I have some feedback based on the discussions i participated in
earlier. Since I am on vacation I cannot give a proper proposal but I
think the following should be considered:


1. Allow pure TCPSocket using this method: var s = new
TCPSocket("/tcpsocket.xml");

The tcpsocket.xml-file must have a structure similar to this:

<websocket>
  <host>hostname/ip-address</host>
  <port>portnumber</port>
  <allow-origin>*</allow-origin>
</websocket>

Clarifications:

host: if specified and if the host is another host than the host where
tcpsocket.xml was downloaded from - a secure algorithm should be
applied, for example using reverse dns lookups on the target
IP-address and inspecting the TXT-records of the host name that the
reverse lookup returned.

port: any port

allow-origin: simple method of limiting who can connect to the port
specified in the tcpsocket.xml-file. For example this could be the
complete url of the javascript file or it could contain wildcards.


Advantages:

- Easy to adopt today on existing servers and can easily utilize for
example existing IRC-servers etc without modifications.
- Enables cross site usage (script on www.example.com can connect to
Yahoo by downloading www.yahoo.com/websocket.xml)
- Requires access to place files on the targeted server - so it is not
possible by simple cross site scripting attacks.
- A simple perl script can dynamically generate the xml-file above.
- Allows connection to SMTP servers only if the server owner intends
to allow it.


2. WebSockets should use previous work from RFC 2817
(http://www.ietf.org/rfc/rfc2817.txt). Web servers such as Apache must
then be extended to support websockets, but it should be very easy for
a developer to start using websockets.

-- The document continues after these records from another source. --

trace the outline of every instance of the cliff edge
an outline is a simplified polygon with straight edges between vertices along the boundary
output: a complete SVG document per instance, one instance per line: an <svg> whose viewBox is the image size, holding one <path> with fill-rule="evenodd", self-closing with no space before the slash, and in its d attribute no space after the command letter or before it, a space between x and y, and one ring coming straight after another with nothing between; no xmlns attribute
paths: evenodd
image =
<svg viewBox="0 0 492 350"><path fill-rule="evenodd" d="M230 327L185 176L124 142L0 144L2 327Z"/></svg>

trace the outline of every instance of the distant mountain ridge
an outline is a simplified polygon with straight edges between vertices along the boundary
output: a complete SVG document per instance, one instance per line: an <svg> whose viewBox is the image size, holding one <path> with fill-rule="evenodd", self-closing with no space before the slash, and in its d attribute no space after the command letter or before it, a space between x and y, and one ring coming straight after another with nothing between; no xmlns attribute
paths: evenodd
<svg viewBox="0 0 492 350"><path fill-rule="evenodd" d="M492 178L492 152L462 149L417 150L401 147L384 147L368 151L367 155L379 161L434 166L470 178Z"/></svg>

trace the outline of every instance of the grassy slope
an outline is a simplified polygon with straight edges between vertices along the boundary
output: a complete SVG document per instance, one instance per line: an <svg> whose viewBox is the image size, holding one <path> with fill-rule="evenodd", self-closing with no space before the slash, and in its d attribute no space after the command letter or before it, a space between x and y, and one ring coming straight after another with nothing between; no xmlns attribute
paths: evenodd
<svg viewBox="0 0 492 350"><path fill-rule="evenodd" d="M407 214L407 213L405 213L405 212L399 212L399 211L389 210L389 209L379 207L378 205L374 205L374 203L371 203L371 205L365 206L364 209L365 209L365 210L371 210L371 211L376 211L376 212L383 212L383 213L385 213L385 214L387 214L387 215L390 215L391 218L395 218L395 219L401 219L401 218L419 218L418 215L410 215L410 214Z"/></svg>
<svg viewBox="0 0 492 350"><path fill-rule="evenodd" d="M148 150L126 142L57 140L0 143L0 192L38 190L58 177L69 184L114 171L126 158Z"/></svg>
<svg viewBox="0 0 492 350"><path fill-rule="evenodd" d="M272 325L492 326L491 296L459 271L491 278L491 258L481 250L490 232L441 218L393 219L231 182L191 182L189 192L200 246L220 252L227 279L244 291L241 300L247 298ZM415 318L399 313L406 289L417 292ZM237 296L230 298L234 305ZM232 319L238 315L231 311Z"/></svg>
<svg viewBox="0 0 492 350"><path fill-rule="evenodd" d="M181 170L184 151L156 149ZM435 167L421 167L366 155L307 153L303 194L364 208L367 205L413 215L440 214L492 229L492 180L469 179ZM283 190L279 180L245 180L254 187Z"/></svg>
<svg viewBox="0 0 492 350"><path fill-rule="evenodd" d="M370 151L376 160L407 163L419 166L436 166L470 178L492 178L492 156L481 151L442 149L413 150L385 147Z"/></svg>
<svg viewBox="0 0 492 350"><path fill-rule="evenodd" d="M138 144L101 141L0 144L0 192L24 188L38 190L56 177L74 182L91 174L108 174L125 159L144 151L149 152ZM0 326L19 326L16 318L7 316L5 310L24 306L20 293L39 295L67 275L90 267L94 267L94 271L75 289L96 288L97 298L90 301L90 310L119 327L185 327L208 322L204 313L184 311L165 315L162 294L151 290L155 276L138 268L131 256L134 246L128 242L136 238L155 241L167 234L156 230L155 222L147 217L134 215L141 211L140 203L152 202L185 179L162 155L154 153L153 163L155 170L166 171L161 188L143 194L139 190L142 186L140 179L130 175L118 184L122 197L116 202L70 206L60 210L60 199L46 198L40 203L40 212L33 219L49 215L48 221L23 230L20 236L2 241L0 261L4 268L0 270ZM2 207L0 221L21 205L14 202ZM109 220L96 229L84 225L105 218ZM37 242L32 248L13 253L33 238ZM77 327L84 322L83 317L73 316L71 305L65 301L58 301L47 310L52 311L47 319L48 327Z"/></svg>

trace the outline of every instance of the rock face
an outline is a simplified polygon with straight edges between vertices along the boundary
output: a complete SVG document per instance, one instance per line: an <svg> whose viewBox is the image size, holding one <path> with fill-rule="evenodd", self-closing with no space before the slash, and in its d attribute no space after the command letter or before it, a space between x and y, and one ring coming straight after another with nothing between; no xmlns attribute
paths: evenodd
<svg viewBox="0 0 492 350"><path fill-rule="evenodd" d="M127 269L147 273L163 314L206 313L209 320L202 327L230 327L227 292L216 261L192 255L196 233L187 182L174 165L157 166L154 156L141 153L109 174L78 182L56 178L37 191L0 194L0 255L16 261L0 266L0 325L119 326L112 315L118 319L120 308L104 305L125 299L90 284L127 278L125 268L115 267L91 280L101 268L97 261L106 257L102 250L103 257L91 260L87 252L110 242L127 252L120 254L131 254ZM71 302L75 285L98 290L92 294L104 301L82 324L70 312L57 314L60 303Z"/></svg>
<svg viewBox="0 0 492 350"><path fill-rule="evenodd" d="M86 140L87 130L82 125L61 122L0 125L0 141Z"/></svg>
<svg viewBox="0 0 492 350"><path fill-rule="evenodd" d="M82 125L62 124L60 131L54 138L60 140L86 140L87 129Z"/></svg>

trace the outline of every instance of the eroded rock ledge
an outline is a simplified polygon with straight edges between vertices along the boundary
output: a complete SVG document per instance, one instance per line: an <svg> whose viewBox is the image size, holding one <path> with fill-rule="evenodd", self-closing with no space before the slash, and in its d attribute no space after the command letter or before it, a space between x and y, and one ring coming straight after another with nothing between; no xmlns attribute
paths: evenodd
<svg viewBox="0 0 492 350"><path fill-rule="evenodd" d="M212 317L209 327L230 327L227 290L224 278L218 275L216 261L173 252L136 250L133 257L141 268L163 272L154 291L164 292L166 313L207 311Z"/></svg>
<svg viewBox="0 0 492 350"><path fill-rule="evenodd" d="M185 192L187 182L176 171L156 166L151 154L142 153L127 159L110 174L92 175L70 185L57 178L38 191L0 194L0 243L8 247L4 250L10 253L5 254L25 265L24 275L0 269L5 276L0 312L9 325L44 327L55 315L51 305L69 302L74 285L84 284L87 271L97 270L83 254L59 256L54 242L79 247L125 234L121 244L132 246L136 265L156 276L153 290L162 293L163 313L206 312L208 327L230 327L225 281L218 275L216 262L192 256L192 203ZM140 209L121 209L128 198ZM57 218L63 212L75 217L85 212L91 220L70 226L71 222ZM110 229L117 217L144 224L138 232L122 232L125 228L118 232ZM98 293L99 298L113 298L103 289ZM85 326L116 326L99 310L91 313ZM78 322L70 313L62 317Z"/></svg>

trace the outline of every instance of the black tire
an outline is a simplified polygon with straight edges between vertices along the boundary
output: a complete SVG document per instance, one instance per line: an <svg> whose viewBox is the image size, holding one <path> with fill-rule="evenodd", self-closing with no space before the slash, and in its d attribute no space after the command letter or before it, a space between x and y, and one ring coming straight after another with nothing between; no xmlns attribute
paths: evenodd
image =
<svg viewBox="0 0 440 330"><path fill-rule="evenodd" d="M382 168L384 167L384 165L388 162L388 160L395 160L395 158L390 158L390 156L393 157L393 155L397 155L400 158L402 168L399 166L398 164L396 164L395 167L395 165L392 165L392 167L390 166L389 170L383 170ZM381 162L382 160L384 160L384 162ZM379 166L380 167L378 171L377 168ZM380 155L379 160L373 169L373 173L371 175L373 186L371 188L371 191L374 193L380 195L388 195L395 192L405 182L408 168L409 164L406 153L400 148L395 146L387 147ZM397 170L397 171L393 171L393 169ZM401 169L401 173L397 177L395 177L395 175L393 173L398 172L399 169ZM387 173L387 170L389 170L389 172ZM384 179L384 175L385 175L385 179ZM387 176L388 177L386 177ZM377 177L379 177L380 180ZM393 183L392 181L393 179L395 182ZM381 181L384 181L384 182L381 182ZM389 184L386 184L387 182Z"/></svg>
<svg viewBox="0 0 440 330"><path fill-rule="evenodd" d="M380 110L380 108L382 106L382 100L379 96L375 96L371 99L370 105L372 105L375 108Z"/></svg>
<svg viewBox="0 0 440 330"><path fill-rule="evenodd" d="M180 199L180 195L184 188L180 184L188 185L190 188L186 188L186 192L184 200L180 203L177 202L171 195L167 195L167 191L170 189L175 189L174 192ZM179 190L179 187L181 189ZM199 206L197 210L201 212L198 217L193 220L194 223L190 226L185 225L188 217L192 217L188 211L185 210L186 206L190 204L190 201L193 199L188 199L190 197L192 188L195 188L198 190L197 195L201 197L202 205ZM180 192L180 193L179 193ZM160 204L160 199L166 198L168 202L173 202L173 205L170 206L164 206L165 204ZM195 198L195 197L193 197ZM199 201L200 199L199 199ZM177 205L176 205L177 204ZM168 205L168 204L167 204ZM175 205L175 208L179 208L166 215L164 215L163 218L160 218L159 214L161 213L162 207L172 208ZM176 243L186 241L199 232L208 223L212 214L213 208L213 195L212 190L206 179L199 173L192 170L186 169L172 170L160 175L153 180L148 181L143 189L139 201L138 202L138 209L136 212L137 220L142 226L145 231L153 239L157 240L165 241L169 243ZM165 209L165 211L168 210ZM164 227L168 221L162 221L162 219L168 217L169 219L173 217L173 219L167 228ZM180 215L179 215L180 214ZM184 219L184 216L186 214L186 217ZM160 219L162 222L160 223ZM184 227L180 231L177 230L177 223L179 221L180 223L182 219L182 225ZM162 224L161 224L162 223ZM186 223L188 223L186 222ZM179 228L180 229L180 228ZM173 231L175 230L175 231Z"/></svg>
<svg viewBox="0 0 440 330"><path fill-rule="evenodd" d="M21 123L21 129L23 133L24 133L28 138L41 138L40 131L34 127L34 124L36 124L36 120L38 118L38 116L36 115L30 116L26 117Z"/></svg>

It would not require an extra
application listening on a separate port, and it would by definition
work in a virtual hosting environment.

Since the request is to an ordinary URL, the webserver will direct the
request to a file or script in the web root for the virtual host and
this script can decide to send an 426 Upgrade Required response, or it
can send 401 Unauthorised if the client sent the wrong Origin headers.